Satish has been keeping up with the generation of ND Birks samples. About 100 files remain to be processed for Birks C and 1k files for Birks B. Enrique will be taking over managing the final runthroughs for Birks samples. Satish has not yet launched the alternate intensity jobs.

LEM (Chris)

The calibration shifted files are ~90% done. FD Birks B is done. Next up is FD BirksC then MRBrem. Chris will start on FD top up when ready.

There is one ND Stagger file with the wrong location that Chris will sweep up at Bruno's request.

Mix/CAF (Bruno/Gavin)

Data

  • ND data is done.
  • FD top-up waiting for inputs but can start running now
  • FD Cosmics waiting for backport, can wait till tomorrow

Monte Carlo

  • 100% of the FD BirksModB is done; Waiting for birks Mod C inputs
  • The ND calib jobs are keeping up w/ LEM; 50%-65% done in each of 4 sets is done
  • All the other samples are waitng for the go-ahead from Chris

Raw2Root Keepup (Paola)

This is running smoothly. There were some issues with dCache failing. Four jobs were affected and resubmitted and went fine.

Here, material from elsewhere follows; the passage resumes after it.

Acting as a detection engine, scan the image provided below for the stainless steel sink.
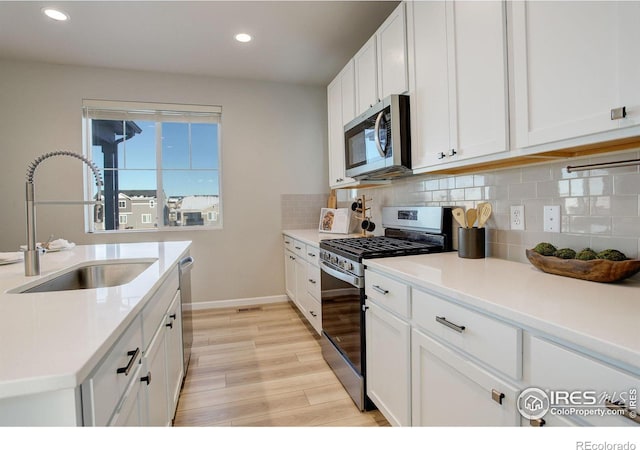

Calibration Keepup (Paola)

Paola has switched to a new release for this. Calibration has many duplicated files due to overlapping run ranges with different raw2root releases. Calibration has been turned off until we sort through that. This should be acceptable, as the raw2root process is very stable with no differences between the different releases

Reco Keepup (Vito)

Last week, this was stopped because of the bad-diblock mask. We will shortly be updating to a new tag and resuming. Bruno has requested a 1-2 week overlap with the old samples to ensure the stability of results.